A Pakistani hacker who
previously made headlines earlier this year for selling almost a billion
user records stolen from nearly 45 popular
online services has now claimed to have hacked the popular mobile social game
company Zynga Inc.
With a current
market capitalization of over $5 billion, Zynga is one of the world’s most
successful social game developers with a collection of hit online
games—including FarmVille, Words With Friends, Zynga Poker, Mafia Wars, and
Café World—with over a billion players worldwide.
Going by the online
alias Gnosticplayers, the serial hacker told The Hacker News that this time, he
managed to breach “Words With Friends,” a popular Zynga-developed word puzzle game, and unauthorized
access a massive database of more than 218 million users.
According to the hacker, the data breach affected all Android and iOS game
players who installed and signed up for the ‘Words With Friends’ game on and
before 2nd September this year.
In a statement published over a week ago, Zynga admitted
the data breach, revealing that the
“account login information for certain players of Draw Something and Words With Friends that may
have been accessed,” though the company did not reveal the number of
affected users.
“We recently discovered that certain player account information may have been illegally accessed by outside hackers.”

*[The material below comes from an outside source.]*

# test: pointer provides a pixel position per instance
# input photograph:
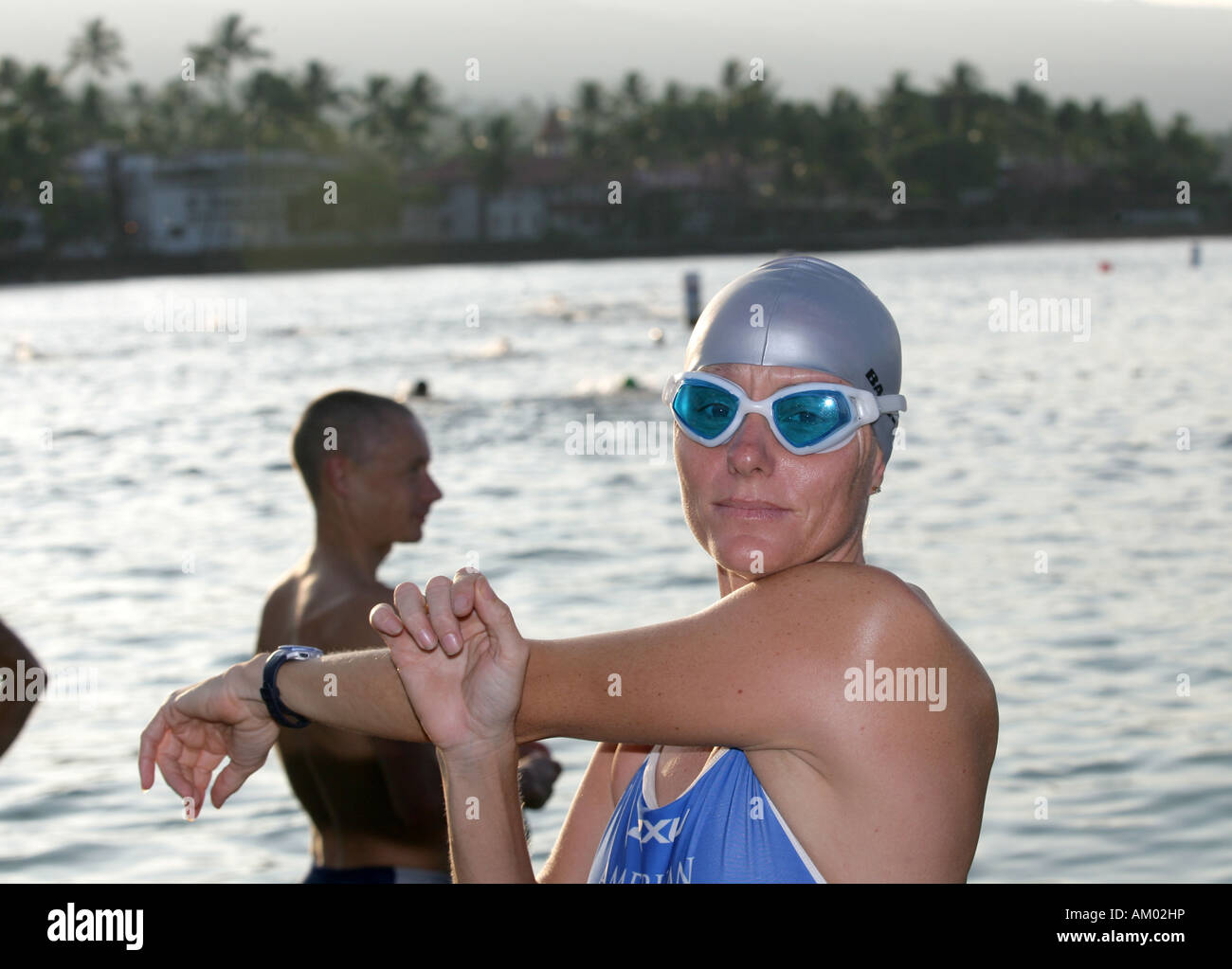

Based on a sample data Gnosticplayers shared with The Hacker News, the stolen users’ information includes their:
- Names
- Email addresses
- Login IDs
- Hashed passwords, SHA1 with salt
- Password reset token (if ever requested)
- Phone numbers (if provided)
- Facebook ID (if connected)
- Zynga account ID
Besides this, the hacker also claims to have hacked
data belonging to some other Zynga-developed games, including Draw Something
and the discontinued OMGPOP game, which allegedly exposed
clear text passwords for more than 7 million users.